Solitude, watching the horizon at sun
set, in the hopes of seeing a vessel (autorretrato de Earle com seu cão Jemmy feito na
ilha de Tristão da Cunha), 1824, aquarela,
National Library of Australia
Earle nasceu em 1793, em Londres, onde estudou na
Royal Academy. Nela, aos treze anos, expôs os primeiros trabalhos. Viajou por todos os continentes. É conhecido por ter acompanhado
Charles Darwin no HMS Beagle, jornada abreviada, pois o artista precisou
desembarcar em Montevidéu, em agosto de 1832, devido a problemas de saúde. São
outros fatos, no entanto, que mais nos interessam.
Em 1820, Earle passou por Brasil, Chile e Peru. No mesmo
ano, voltou ao Rio de Janeiro, ficando na cidade até 1824. Tomou um navio para
Calcutá e uma tempestade o fez parar na ilha de Tristão da Cunha, no Atlântico
Sul. Para esticar as pernas, Earle decidiu passear em terra com seu cão Jemmy.
Entretido com a paisagem vulcânica, viu ao longe o navio partindo e deixando-o,
junto com o cão, na ilha. Passou a fazer companhia às pouquíssimas pessoas que
a habitavam, ficando nela por oito meses, até que outro navio o levasse a
outras paragens.
A north easter, Tristan D'Acunha (outro autorretrato, sem o cão
Jemmy), 1824, aquarela, National
Library of Australia
Em referência aos anfitriões, em Tristão da Cunha, anotou:
Sinto um prazer infinito em ouvi-los no relato de suas diversas
aventuras na fraseologia própria e peculiar dos marinheiros. É uma coisa
desejável, a única de se adquirir viajando, poder acomodar-se à sociedade à
qual a Providência pôde nos lançar em meio a eles.
Na ilha, além de continuar desenhando, Earle trabalhou como capelão e professor.
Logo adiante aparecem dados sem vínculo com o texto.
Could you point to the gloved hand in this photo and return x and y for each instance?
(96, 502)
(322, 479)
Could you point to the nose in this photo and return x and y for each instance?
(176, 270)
Seus relatos, juntamente com os desenhos e sobretudo os retratos feitos nos anos seguintes, parecem
denotar um caráter fora do comum.
A
woman of New South Wales,
c.1825, aquarela, National Library of Australia
A
native of the Island of Tucopea [i.e. Tikopia], c.1827, aquarela, National Library of Australia
Amoko,
a New Zealand girl, c.1827, aquarela,
National Library of Australia
A
New Zeand [i.e. Zealand] chief, c.1827, aquarela, National Library of Australia
Os retratos mais fascinantes de Earle foram feitos entre
1825 e 1827, na Oceania. São pequenos, medindo por volta de um palmo: aquarelas
com fundos ocres e marrons, destacando direta e frontalmente os bustos, a
maioria detendo-se no rosto, ou melhor, na área que circunscreve olhos e boca,
centrando-se especialmente em torno ao nariz.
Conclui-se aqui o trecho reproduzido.